Probe API Documentation

Overview

The probe API provides an interface for defining, configuring, and attaching probes to backbone/base models that can be used to adapt or fine-tune the backbone/base models to downstream tasks.

Key Ideas:

  • Probes (and backbone models) are regular PyTorch modules (linear, MLP, LSTM, attention, transformer heads).

  • Configuration is done via ProbeConfig (Python) or YAML files that map to ProbeConfig.

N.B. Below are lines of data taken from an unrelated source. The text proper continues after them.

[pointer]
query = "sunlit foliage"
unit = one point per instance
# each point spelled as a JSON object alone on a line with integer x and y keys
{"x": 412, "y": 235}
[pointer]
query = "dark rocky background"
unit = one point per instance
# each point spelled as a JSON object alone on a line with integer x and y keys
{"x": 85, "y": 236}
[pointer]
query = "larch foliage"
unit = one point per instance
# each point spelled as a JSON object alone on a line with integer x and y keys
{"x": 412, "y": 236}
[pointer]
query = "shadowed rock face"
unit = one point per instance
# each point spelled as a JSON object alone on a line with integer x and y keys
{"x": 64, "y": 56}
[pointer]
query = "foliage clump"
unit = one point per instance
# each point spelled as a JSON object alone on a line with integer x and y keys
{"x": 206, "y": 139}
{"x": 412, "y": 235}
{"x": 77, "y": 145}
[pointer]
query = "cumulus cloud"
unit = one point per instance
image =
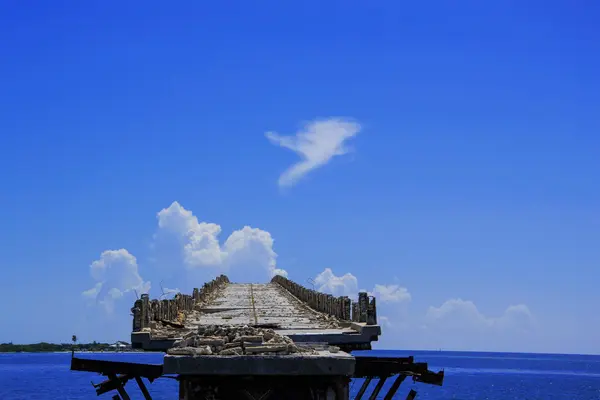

  • Probes may be trained online (attached to a base model) or offline (on pre-computed embeddings).

Getting Started

1. Start Simple

Begin with a simple linear probe on the backbone’s last layer:

from avex import load_model
from avex.models.probes import build_probe_from_config
from avex.configs import ProbeConfig

base = load_model("esp_aves2_naturelm_audio_v1_beats", return_features_only=True, device="cpu")
cfg = ProbeConfig(
    probe_type="linear",
    target_layers=["last_layer"],
    aggregation="mean",
    freeze_backbone=True,
    online_training=True,
)
probe = build_probe_from_config(cfg, base_model=base, num_classes=50, device="cpu")

2. Increase Complexity If Needed

If performance plateaus, move to MLP, LSTM, attention, or transformer probes by changing probe_type and the related fields in ProbeConfig. Generally, attention probe works best with self-supervised models and transformers and it does not improve much on EfficientNet backbones.

3. Match Probe Complexity to Task

  • Simple in-domain tasks → linear probes work well on bird classification/detection tasks because most of the bioacoustics models were trained on this tasks

  • Out-of-domain tasks → attention/transformer probes on all layers or even lower layers work better for repertoire classification or species that were under-represented in the training data used for the backbones.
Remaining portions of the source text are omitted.